何度も怒られてしまった審判役の磯野さんは、これ以上発言をする気がないのか押し黙ったまま微動だにしない。
「ふ~ん、いとプニプニってやつね」
特に表情を変えることもなく、お市はそんな感想を漏らす。けど、あっさりした言葉とは裏腹に、俺の前足は中々解放されなかった。
プニプニに夢中になっていたお市は、しばらくしてようやく自分が皆に微笑ましく眺められていることに気付いたらしい。顔をあげて周囲を見回すと、咳ばらいをしてから口を開く。
「プニプニについてはわかったわ。次はモフモフね」
そう言ってもう一度右前脚の付け根を持って俺を持ち上げると、お市は右腕を俺のプリティなお尻の辺りに回して通常の抱っこ体勢に移行した。そして、お腹を頬ですりすり始める。
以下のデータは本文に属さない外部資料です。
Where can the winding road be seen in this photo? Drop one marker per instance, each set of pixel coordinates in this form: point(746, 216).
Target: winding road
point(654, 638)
お市の髪の毛が目の前に来て、ふわりと花のような香りが鼻腔をくすぐった。
「…………」
「…………」
今度は感嘆の声を漏らすこともなく、本当に無言のモフモフタイム。さっきもそうだったけど、長政と比べているのかやたらと長い。
「これ……」
ようやくそんな感想にもならない声が聞こえたかと思えば、次の瞬間にお市は顔を上げて磯野さんの方を振り向き、驚くべき言葉を口にする。
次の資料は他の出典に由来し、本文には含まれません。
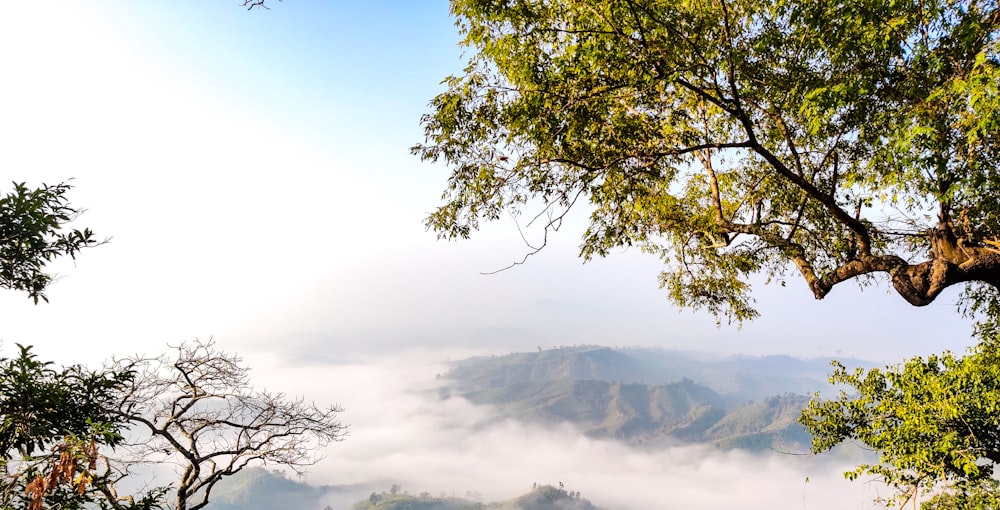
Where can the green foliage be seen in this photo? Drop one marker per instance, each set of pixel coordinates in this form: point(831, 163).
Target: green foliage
point(40, 405)
point(735, 137)
point(52, 423)
point(33, 233)
point(935, 421)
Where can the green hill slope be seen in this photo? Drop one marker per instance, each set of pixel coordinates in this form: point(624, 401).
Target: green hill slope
point(602, 392)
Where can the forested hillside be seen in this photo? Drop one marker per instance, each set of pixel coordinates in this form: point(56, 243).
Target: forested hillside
point(648, 396)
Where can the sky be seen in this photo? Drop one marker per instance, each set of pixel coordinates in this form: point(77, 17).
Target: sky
point(251, 172)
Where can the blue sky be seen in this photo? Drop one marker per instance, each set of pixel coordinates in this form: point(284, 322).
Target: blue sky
point(253, 172)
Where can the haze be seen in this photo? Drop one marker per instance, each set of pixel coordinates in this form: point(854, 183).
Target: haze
point(252, 171)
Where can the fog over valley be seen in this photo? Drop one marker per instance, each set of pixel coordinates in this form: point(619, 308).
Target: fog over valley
point(403, 433)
「長政と比べるまでもないわ。この勝負、織田軍の勝ちよ」
「「「「ええっ!!!!????」」」」
突然の一騎打ち終結宣言に、両軍とも驚愕と困惑を露わにした。
「お市様! 勝負という形式になっている以上、きちんと長政様の方もプニモフしてから決めていただかないと困ります!」
歩み寄りながら抗議をして来た磯野さんに対して、お市は抱っこしたままの俺を差し出してから言った。
「じゃあ審判だし特別にプニモフさせてあげるわ。ほら」
「…………?」
「してみればわかるから」
微妙に納得のいかない表情ながらも、磯野さんは何も言わずに俺を受け取ってお腹に頬ずりをしてくる。髭がじょりじょりして気持ちが悪いので、今度会った時は絶対にこいつを打ち取るよう、家臣たちに言っておこうと思いました。
それから一度俺を降ろして肉球を触ってから間もなく、磯野さんはお市を見上げながら、何か幽霊でもみたような感じでつぶやく。
「こっ、これは……」
「わかったでしょ?」
「はい。これは」
得意げなお市に、磯野さんは真剣な表情で、唾を飲みこんでから応えた。
「恐らくは千年に一度の……それこそ、犬臣鎌足公の再来と思える、伝説級のモフモフです」
一騎打ちの会場が一気にざわめいた。
「何だと!?」
「そんなにすごかったのか!?」
動揺する織田家の家臣たち。
いやいや、何でお前らまでそんなに驚いてんだよ。
「そんなばかなっ! 拙者にも、拙者にも今一度! そんなことがあるはずは……ほああああぁぁぁぁーーーー!!!!」
そう言って近寄って来た浅井家の家臣に引き渡され、俺は再び髭じょりじょりの刑をくらうったかと思えば、早々にその家臣が断末魔をあげた。
「これは間違いなく伝説級のモフモフ! ほああああぁぁぁぁーーーー!!!!」
「わっ、我にも! 我にもモフモフを!」
「我もじゃあー!」
まるで雪崩のように浅井軍が俺の元に殺到する。勝ったはずなのに、何だかもみくちゃにされてるんですけど……。